Monument Type:Plaque
Monument Theme:Conflict
Sub-Theme:WW2
Link:http://www.dva.gov.au/consultation-…

Dedication

Approx. Monument Dedication Date:2016
Front Inscription
CHANGI PRISON - SINGAPORE
Changi prison was constructed by the British administration of the Straits Settlements as a civilian prison, in 1936. During World War 2, after the Fall of Singapore in February 1942, the Japanese military detained about 3,000 civilian prisoners in Changi which was designed to house 600. The British Army`s Selarang Barracks, near the prison, was used as a prisoner of war camp and housed some 50,000 - predominately British and Australian, soldiers and from Dutch civilians.

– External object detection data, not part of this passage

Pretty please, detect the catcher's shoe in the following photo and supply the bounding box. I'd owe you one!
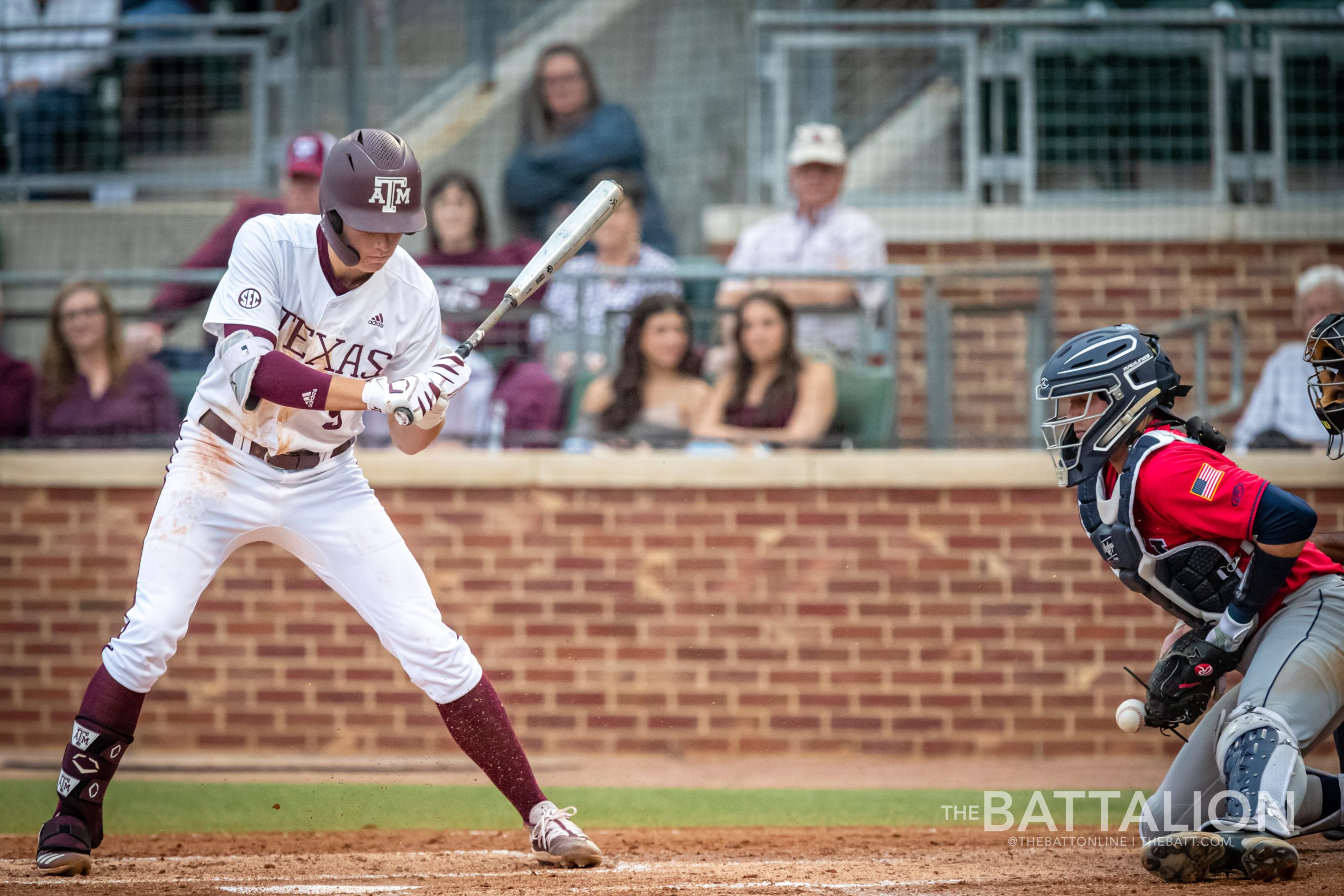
[1142,830,1297,884]
[38,815,93,874]
[528,800,602,868]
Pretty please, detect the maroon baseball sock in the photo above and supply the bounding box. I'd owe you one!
[437,674,545,824]
[57,665,145,846]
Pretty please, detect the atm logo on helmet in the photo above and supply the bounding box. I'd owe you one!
[368,177,411,212]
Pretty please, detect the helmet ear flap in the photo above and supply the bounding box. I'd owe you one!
[1144,333,1191,407]
[321,208,359,267]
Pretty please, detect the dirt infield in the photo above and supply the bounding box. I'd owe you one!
[0,827,1344,896]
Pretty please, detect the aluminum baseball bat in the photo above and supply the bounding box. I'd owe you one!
[395,180,625,426]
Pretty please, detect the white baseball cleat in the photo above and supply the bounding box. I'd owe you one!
[528,799,602,868]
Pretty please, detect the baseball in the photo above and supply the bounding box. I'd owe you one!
[1116,699,1144,735]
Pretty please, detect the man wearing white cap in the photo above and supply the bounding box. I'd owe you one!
[718,123,887,355]
[1233,265,1344,450]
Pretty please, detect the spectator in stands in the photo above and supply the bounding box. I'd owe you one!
[0,291,34,439]
[32,282,182,437]
[695,290,836,446]
[490,357,564,447]
[574,294,710,447]
[0,0,118,175]
[716,123,887,355]
[127,130,336,357]
[532,171,681,377]
[1233,265,1344,451]
[415,171,545,352]
[504,43,676,255]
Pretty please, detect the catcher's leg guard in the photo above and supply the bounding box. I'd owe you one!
[1204,704,1306,837]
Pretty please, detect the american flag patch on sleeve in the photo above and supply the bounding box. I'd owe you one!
[1190,463,1223,501]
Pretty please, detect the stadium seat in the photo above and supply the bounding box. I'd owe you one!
[831,367,897,449]
[564,372,601,435]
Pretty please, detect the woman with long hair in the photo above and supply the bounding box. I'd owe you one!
[504,43,676,255]
[32,281,182,437]
[415,171,547,352]
[695,290,836,446]
[574,294,710,447]
[531,171,681,377]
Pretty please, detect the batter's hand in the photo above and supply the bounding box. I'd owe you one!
[425,355,472,398]
[363,373,442,428]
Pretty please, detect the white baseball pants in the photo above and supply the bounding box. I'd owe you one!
[102,420,481,702]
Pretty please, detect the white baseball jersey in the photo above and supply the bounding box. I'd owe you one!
[187,215,441,454]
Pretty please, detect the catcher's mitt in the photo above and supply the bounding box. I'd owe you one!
[1144,622,1242,728]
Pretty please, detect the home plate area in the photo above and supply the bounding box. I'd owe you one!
[0,827,1344,896]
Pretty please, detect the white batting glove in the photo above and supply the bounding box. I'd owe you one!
[362,373,444,428]
[425,355,472,398]
[415,392,447,430]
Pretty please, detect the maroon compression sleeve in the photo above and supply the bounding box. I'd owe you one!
[253,352,332,411]
[225,324,332,411]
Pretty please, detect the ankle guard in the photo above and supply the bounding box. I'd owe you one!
[57,716,134,848]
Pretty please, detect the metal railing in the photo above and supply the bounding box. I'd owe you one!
[923,267,1055,449]
[0,0,573,200]
[747,3,1344,206]
[0,262,1054,447]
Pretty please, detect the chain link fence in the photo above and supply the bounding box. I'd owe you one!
[749,3,1344,206]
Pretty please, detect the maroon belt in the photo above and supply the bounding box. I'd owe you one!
[199,411,355,470]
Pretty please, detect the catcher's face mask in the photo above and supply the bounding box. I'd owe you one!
[1304,314,1344,459]
[1040,392,1110,478]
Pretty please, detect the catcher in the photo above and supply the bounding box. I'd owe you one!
[1036,324,1344,882]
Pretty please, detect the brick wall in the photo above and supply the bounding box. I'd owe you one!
[715,240,1344,447]
[0,481,1344,756]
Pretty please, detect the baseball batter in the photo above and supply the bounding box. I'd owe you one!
[38,129,602,874]
[1036,325,1344,882]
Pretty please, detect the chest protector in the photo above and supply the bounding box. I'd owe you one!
[1078,430,1254,626]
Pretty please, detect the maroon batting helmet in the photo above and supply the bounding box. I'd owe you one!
[317,128,425,265]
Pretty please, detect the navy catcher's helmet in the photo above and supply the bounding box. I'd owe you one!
[1303,314,1344,461]
[1036,324,1190,486]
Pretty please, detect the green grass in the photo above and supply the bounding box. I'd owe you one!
[0,778,1150,834]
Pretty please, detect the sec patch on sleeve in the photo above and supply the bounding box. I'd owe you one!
[1190,463,1223,501]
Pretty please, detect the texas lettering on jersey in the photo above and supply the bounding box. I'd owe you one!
[188,213,441,454]
[277,307,393,380]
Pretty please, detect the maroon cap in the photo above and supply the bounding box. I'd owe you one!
[285,130,336,178]
[317,128,425,265]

Australian prisoners of war suffered greatly under the Japanese during the Second World War.  Many were sent to Changi prisoner of war camp after capture in Java, Singapore or Malaya. 
By mid 1942, approximately 15,000 Australians were held prisoner although Selarang became a transit stop for many prisoners as working parties were sent to other camps in Singapore and Malaya or to work on projects such as Burma-Thailand railway and the Sandakan Airfield in Borneo as part of the Japanese war effort. 
In May 1944 all the Allied prisoners in Changi, including 5,000 Australians were concentrated in the small area of the original civilian Changi Gaol. In this area 11,700 prisoners were crammed into less than a quarter of a square kilometre. Rations were cut, camp life was increasingly restricted and in July 1944 the authority of Allied senior officers over their troops was revoked. It is these times that saw the name Changi become synonymous with the suffering of Australian prisoners.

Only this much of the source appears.